Category Archives: Standards

Standards, protocols, recommendations and guidelines.

HTML Tags

Well, after taking a long break from writing anything on this blog, I’m back and better than ever. I’ll try to post more regularly from now on, with much better content. I hope you, my loyal readers, didn’t miss me too much while I was gone, but anyway, let’s get on with the good stuff. ?

One thing I’ve come to notice a lot of people believe is that in HTML, everything is a tag (or at least can be called a tag). This is most certainly not the case. The most recent offender I’ve seen, and the reason I decided to write this, is the author of Firefox, ALT Tags, and Tooltips, which, as you can see by the title, incorrectly refers to attributes as tags. The article itself is quite good, and I fully agree with its message about tooltips for alt attributes, it’s just the incorrect references to the attributes as tags that bugs me. This author is not the first, nor the last to make the mistake, but it is about time people learn to call things by their real names.
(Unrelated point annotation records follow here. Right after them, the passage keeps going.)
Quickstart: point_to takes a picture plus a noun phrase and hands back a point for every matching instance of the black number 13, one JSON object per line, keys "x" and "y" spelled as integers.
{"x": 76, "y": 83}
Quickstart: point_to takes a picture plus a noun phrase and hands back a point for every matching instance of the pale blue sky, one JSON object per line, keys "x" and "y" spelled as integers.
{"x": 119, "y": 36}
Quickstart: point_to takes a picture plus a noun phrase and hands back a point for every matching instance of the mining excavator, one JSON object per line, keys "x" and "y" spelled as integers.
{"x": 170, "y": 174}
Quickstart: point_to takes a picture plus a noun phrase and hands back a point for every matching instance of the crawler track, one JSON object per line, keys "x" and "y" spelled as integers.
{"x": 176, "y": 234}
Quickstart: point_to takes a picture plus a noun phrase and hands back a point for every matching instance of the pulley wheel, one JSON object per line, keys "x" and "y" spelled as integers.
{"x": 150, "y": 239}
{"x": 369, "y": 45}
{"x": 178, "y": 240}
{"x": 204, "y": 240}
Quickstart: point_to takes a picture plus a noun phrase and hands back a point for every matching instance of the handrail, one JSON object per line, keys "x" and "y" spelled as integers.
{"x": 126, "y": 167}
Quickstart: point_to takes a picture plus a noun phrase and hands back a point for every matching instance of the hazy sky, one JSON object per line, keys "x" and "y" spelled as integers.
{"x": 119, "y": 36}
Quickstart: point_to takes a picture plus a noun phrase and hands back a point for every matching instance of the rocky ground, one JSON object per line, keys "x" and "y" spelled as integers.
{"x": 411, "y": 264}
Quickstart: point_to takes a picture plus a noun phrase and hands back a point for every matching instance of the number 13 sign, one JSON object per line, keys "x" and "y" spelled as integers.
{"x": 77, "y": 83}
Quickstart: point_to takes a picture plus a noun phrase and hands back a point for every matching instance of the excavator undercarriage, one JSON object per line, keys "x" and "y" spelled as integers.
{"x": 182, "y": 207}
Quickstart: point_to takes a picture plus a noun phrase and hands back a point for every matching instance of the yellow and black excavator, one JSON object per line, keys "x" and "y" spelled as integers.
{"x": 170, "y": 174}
If you read part 5, Terminology, of Joe English’s humorous document: “Not the comp.text.sgml Frequently Asked Questions List”, you will see the common name for everything except a tag, is a tag. The common name for a tag being a command, which, of course, makes perfect sense! ?

    --------------------------------------------------
    ISO/W3C terminology			Common name
    --------------------------------------------------
    attribute				tag
    attribute value			tag
    attribute value literal		tag
    attribute value specification	tag
    character reference			tag
    comment				tag
    comment declaration 		tag
    declaration				tag
    document type declaration		tag
    document type definition		tag
    element				tag
    element type			tag
    element type name			tag
    entity				tag
    entity reference			tag
    general entity			tag
    generic identifier			tag
    literal				tag
    numeric character reference		tag
    parameter entity			tag
    parameter literal			tag
    processing instruction		tag
    tag					command
    --------------------------------------------------

So what exactly is a tag then? Well, before I get to that, I’ll just explain what some of the more common SGML and XML terminology means and what a tag is not.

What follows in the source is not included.